This deficit corresponds to an aggregate funded ratio of 78% as of January 31, 2012 compared to a funded ratio of 75% at December 31, 2011, according to figures from Mercer.
The increase in funded status in January was primarily attributable to positive asset performance during the month. U.S. equity markets were up over 4.5% for the month, and U.S. fixed income returned over 1.5%. However, interest rates on high-quality corporate bonds, which are used to measure the pension liability, saw the yield curve steepen during the month meaning mature plans could see their discount rates fall by up to 20 basis points.

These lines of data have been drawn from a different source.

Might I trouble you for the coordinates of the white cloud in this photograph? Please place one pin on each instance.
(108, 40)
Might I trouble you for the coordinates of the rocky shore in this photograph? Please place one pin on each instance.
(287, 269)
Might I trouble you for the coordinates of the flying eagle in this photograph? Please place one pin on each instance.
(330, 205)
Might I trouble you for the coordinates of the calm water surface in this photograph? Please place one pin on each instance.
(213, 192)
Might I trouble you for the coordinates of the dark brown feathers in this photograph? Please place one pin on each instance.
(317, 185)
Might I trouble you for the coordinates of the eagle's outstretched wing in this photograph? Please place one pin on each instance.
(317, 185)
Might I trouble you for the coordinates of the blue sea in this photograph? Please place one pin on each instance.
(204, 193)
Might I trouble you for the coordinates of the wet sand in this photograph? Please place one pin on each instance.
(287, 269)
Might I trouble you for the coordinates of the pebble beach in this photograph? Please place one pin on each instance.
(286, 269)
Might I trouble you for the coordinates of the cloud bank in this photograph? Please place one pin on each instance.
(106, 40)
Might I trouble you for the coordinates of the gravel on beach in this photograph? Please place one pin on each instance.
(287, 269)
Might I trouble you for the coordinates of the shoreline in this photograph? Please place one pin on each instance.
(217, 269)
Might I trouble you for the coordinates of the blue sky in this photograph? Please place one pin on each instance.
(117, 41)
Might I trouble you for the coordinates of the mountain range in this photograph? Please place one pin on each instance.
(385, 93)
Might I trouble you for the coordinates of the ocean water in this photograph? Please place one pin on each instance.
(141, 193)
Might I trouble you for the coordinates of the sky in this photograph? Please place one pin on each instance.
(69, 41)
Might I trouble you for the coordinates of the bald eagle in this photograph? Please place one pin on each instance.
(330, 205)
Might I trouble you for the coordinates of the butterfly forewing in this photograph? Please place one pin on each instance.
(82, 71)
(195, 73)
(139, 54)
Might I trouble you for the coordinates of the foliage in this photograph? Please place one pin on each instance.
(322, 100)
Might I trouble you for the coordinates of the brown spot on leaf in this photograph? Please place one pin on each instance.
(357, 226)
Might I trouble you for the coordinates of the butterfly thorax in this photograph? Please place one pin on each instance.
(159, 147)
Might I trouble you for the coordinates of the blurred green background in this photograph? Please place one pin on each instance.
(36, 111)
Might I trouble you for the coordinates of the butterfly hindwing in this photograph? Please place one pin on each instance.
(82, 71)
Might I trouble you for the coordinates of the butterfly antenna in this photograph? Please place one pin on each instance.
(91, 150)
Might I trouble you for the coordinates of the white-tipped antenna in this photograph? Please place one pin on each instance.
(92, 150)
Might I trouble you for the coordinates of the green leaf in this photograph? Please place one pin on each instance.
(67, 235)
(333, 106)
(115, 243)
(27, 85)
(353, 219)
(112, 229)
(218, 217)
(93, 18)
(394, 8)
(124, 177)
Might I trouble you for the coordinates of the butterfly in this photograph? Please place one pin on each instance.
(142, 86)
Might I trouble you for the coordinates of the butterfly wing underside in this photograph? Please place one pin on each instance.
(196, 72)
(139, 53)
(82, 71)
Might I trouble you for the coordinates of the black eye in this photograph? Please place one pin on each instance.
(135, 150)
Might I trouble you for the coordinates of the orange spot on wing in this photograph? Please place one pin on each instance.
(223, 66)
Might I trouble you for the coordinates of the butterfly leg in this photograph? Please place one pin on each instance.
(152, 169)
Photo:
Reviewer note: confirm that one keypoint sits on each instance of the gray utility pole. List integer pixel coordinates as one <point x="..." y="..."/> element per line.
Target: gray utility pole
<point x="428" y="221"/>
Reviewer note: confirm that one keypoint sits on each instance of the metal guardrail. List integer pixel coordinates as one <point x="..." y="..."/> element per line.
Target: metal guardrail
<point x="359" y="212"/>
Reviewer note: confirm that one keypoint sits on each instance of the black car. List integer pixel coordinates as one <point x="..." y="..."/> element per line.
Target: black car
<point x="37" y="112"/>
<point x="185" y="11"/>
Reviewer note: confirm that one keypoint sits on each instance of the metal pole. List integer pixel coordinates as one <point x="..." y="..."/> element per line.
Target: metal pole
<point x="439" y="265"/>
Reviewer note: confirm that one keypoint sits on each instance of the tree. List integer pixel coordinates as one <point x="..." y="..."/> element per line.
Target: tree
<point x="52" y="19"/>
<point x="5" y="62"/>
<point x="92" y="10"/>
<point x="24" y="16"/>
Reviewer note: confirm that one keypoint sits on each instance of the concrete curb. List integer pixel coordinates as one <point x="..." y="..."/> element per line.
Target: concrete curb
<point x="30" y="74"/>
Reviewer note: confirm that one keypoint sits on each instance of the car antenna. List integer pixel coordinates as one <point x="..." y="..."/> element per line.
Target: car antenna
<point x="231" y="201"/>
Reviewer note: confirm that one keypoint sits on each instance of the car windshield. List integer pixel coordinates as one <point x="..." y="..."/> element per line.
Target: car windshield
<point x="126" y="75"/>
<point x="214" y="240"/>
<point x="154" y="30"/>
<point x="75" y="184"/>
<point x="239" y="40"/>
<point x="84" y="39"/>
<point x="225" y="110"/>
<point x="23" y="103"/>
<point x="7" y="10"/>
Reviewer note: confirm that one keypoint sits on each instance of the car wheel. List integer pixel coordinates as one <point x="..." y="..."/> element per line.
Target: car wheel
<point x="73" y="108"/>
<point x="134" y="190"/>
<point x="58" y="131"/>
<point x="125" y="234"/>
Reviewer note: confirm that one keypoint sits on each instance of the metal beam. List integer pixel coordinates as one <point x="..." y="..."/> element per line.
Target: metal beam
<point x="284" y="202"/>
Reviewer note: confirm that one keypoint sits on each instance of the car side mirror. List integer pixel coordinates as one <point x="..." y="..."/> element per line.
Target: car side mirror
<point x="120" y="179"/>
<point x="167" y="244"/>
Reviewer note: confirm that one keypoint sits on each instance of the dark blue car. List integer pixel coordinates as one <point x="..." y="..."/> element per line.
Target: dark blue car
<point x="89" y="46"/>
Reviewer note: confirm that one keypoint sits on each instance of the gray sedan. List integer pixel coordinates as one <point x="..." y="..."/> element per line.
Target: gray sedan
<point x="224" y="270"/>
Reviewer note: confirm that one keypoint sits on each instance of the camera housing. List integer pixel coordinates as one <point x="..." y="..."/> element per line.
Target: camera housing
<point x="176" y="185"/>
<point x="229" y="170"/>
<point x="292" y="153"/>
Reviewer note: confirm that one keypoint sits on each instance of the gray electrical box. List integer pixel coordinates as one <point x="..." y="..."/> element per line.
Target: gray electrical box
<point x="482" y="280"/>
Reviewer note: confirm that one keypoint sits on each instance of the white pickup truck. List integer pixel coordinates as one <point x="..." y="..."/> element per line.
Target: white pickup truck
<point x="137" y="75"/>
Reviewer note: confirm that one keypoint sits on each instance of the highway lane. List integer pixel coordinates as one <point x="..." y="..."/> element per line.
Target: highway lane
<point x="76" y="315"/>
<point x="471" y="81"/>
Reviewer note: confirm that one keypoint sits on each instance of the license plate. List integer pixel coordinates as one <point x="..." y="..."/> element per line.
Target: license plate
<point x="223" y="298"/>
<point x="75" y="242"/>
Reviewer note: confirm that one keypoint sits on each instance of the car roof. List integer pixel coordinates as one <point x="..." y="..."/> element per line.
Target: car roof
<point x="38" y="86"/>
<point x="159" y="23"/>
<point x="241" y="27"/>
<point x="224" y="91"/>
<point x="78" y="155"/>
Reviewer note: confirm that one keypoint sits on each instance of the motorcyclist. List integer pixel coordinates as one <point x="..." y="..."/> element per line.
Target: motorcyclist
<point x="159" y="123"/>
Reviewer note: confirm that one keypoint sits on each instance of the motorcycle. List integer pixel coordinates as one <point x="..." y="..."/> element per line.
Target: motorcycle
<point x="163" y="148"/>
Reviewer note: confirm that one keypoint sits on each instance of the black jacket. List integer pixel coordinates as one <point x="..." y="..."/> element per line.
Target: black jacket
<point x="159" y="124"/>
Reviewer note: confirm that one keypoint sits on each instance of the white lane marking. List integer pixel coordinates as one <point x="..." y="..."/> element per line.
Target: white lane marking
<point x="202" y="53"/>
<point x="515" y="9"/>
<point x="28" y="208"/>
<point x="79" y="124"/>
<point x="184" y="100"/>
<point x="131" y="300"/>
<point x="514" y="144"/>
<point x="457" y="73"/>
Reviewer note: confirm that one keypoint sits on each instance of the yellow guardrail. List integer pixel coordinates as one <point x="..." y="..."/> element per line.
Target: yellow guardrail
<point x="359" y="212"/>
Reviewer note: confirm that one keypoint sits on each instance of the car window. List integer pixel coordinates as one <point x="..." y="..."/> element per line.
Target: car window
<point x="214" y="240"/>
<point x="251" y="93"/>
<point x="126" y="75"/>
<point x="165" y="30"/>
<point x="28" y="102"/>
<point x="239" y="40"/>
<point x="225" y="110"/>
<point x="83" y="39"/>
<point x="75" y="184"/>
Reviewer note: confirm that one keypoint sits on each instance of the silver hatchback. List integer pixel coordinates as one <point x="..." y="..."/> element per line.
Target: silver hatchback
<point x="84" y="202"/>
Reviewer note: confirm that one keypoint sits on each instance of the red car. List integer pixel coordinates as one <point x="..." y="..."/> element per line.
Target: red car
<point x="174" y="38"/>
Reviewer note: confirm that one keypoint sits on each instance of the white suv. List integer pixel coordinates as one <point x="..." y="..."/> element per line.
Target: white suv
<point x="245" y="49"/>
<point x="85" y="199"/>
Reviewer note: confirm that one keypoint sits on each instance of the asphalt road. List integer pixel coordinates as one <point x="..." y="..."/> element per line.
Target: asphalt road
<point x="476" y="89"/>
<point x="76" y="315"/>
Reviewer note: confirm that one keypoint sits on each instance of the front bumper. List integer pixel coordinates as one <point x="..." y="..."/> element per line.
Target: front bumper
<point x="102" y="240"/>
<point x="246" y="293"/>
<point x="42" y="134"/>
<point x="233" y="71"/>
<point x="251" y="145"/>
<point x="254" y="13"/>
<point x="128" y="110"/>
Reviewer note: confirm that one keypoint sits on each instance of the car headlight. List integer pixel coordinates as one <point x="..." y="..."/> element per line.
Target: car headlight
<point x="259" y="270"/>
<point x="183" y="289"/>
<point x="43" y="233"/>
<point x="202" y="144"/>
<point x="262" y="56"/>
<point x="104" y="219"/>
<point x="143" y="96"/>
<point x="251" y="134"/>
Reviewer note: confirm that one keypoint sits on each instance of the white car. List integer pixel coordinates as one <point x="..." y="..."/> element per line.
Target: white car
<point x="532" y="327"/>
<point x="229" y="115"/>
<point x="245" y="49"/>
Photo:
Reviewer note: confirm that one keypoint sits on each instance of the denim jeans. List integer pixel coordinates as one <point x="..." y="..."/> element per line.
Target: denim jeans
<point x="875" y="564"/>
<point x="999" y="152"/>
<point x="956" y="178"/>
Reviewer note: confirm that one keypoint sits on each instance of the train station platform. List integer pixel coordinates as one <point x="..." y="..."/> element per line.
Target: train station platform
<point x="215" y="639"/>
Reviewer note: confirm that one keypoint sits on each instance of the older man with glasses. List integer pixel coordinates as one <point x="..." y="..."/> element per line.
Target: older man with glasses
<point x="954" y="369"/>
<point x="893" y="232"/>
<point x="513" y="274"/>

“The coming year is shaping up to be a challenging one for pension plan sponsors,” said Kevin Armant, a principal with Mercer’s Financial Strategy Group. “Over the past few weeks, we have seen many companies announce significant increases in planned contributions to pension plans, as they need to begin dealing with these deficits. We expect to see additional announcements of large cash contributions to plans as companies file their I0Ks over the next few weeks, and expect this will carry into 2013.”Armant added, “Although January was a strong month for equity returns, a modest decline in interest rates offset those returns to large degree. It really highlights the level of interest rate risk that most U.S. pension plans are exposed to. It appears that many plans are, in effect, making an implicit bet on interest rates rising, but with the recent announcements by the Fed, it is likely that we are looking at a low rate environment for the next few years.”